# Zusätzliches Fenster mit OK-Button schließen



## 23paul23 (3. Dez 2010)

Hallo, 

ich erzeuge eine Tabelle (Fenster 1). Durch drücken des Buttons "Neue Tabelle" wird eine neue Tabelle in einem zweiten Fenster erzeugt. 
In dieser neuen Tabelle habe ich ein OK-Button.

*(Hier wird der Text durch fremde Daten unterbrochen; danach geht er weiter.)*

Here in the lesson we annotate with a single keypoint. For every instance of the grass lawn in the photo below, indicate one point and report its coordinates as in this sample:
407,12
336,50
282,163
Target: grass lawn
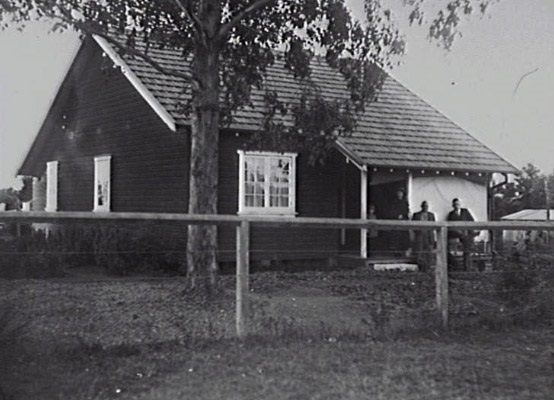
314,335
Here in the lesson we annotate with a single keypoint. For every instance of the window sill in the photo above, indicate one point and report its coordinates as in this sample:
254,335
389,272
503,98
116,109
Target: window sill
263,213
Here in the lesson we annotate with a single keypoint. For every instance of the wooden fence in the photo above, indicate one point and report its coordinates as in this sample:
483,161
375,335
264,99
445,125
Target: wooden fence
243,225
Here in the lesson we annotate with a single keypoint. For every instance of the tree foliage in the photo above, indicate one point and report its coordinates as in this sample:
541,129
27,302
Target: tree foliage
532,189
13,198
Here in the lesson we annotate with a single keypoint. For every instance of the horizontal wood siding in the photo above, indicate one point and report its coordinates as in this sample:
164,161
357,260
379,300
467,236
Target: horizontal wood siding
317,196
102,114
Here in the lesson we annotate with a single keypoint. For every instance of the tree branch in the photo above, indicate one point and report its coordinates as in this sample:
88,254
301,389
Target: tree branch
196,23
226,28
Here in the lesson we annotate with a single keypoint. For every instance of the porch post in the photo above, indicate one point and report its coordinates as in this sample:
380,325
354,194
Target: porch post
363,211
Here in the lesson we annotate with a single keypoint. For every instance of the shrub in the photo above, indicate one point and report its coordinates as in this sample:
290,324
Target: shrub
122,249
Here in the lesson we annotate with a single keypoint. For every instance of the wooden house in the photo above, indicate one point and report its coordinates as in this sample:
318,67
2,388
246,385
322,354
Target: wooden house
115,139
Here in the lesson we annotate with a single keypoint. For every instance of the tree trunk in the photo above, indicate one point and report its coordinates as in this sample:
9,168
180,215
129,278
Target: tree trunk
202,239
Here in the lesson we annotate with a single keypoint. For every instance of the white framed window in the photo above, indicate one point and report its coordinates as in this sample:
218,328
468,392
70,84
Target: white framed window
267,183
102,183
51,186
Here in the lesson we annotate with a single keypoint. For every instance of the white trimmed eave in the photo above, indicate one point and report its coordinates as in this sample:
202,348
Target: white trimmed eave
350,156
136,82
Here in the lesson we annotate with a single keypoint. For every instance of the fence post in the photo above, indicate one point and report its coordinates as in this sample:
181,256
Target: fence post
441,276
243,270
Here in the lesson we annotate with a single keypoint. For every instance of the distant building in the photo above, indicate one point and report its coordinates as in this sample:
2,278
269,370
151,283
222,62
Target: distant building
517,236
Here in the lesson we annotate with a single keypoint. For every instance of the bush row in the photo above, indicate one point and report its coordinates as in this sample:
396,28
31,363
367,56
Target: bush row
121,249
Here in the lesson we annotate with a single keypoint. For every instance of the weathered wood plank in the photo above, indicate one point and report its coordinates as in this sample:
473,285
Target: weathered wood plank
243,270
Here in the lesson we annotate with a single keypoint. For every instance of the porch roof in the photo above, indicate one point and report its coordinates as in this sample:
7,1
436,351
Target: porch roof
398,130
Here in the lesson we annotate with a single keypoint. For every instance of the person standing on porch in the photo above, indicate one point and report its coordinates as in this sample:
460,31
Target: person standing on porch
399,209
463,236
424,240
372,234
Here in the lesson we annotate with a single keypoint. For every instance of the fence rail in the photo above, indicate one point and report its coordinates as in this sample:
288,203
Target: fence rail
243,226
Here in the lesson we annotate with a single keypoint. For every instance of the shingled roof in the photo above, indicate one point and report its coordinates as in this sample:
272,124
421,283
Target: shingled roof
399,130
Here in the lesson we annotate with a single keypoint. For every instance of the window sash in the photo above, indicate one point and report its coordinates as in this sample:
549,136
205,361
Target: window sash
267,183
102,183
52,186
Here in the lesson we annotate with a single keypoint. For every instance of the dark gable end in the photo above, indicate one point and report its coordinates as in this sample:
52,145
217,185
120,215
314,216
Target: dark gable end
399,130
97,112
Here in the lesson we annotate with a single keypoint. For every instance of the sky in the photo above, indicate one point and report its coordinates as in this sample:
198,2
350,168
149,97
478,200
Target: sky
497,82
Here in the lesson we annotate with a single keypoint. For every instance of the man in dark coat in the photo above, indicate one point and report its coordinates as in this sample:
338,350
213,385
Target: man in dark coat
397,242
464,236
424,240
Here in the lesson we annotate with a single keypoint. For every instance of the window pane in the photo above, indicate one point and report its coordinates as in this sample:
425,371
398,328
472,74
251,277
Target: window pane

Wenn ich das OK-Button drücke, dann möchte ich eine bestimmte Operation ausführen und NUR das zusätzliche Fenster (Fenster 2) schließen und das Fenster 1 soll weiterhin zu sehen sein. 

Mit meinem Code schließen sich aber beide Fenster. 


```
okButton.addActionListener(new ActionListener() {
				public void actionPerformed(ActionEvent e) {
					KlasseA klasse = new KlasseA();
					System.exit(0);  // mit dieser Zeile schließen sich beide Fenster
					klasse.fuehreIrgendEineOperationAus();
					
				}
			});
```

Ich habe per Forum oder Google entweder System.exit(0) oder setDefaultCloseOperation(EXIT_ON_CLOSE) gefunden. Wobei das zweit nicht für ein Button sondern für ein JFrame zu verwenden ist. 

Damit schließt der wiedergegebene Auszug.